2. Check Out Social Profiles
Look at LinkedIn, Facebook, Twitter and even MySpace for profiles of the company principals or the organization itself. Find out if the company or individual has a blog and review the blog’s content. Look at how long they’ve been online and what they talk about. Also consider how much content  is available. Legitimacy lends itself well to transparency.
3. Verify Credentials
In this world of online media, it’s easy to get some kind of mention in famous publications. It’s also easy to secure awards or certifications. Investigate those credentials. If they have a Better Business Bureau logo on their website, review the BBB profile. If they refer to an award given by a group you’ve never heard of, find out more about that group.
FundingUniverse rocks the Wall Street Journal logo on our front page not just because of a perfunctory mention, but because the article talked pretty extensively about our services and feaured quotes from an interview they had with our CEO. Those are media mentions you can bank on.
4. Don’t Pay Up-front for Vague Deliverables
A common maneuver by less-than-savory characters is to promise great results without talking about the process. If all you have is a promise, don’t pay. Expect them to give you a plan to get you to the promise and be sure it makes sense to you.

5. Get Referrals
Be sure to ask for referrals from satisfied customers. And don’t just be satisfied with names, get specifics. How much did they help them raise? What was their market vertical? How long did it take? Etc. If they can’t give you any, that’s a problem.

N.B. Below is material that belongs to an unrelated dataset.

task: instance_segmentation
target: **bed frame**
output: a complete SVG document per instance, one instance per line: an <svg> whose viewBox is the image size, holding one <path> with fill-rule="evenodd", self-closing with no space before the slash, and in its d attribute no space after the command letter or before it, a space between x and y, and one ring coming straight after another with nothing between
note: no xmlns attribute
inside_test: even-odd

6. Review Agreements Carefully
Don’t sign things you don’t understand. If you need to have a lawyer review a contract, do it. Ensure you know exactly what both parties are being obligated to do to avoid misunderstandings in the future.

7. Trust Your Gut and Common Sense
The most important thing is to trust your instincts. If it doesn’t feel right, don’t do it. Usually when an entrepreneur tells me how they got taken for a ride by someone who promised to help them raise money, they mention that it didn’t feel right but they took the gamble. Don’t gamble.
Remember common sense too. If you’re dealing with someone who says they’re a highly prominent organization in the capital community and their email ends with “@yahoo.com”, something doesn’t add up. If their website looks like it was put together in the early nineties, be weary. Details matter.
There’s not a huge risk for being scammed when you’re looking for help raising money, but there is some. Just follow these suggestions and you’ll be fine.